After the panel, we opened up for questions. First question: "What are your thoughts on Fifty Shades of Grey?"

Oh dear.

Tuesday, October 23, 2012

The Anatomy of a Title: FAULT LINE

So I have an on-sale date: 11/12/13! It's an awesome date, easy to remember. And this week I get copy edits. I am not sure what those will look like beyond a lot of post-its and funny marks I'm not sure about.

But, perhaps more importantly, I have a new title. You all know this happens. Because originally my book was called MANHOLE (and even some of you writers/bloggers were a little concerned about my ability to sell that one). So I went back to the drawing board and came up with TRAINWRECK. Which a lot of people liked. But then, Lindsey Lohan happened. There's really no other explanation. For those of you who really loved TRAINWRECK as a title, I apologize. But the smart, marketing-savvy people of Simon Pulse were concerned that the gravity of my book might not come across when "train wreck" is now bandied about in popular culture terminology as much as "hot mess". (Please see media news article entitled "Color us shocked, Lindsey Lohan is Trainwreck on set of Scary Movie 5"). 

So I had to go back to the drawing board again. My editor wanted something that would grip readers but also would speak to the fact that when rape happens, it's not just the survivor who is impacted. There's sort of a ripple effect out to the people around the survivor. And of course, a major theme in my book is culpability and victim-blaming. Add to this a very awesome new blurb:

Ben could date anyone he wants, but he only has eyes for the new girl — sarcastic free-spirit, Ani. Luckily for Ben, Ani wants him too. She’s everything Ben could ever imagine. Everything he could ever want.

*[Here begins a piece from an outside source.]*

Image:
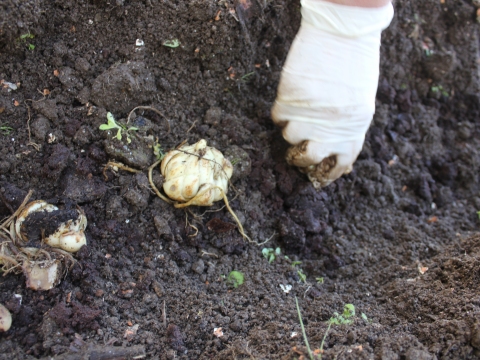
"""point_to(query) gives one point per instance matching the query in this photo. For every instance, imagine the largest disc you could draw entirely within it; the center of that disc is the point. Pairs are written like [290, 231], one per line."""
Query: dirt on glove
[395, 238]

But that all changes after the party. The one Ben misses. The one Ani goes to alone.

Now Ani isn’t the girl she used to be, and Ben can’t sort out the truth from the lies. What really happened, and who is to blame?

Ben wants to help her, but she refuses to be helped. The more she pushes Ben away, the more he wonders if there’s anything he can do to save the girl he loves.

And you get the epicness of my new title: FAULT LINE.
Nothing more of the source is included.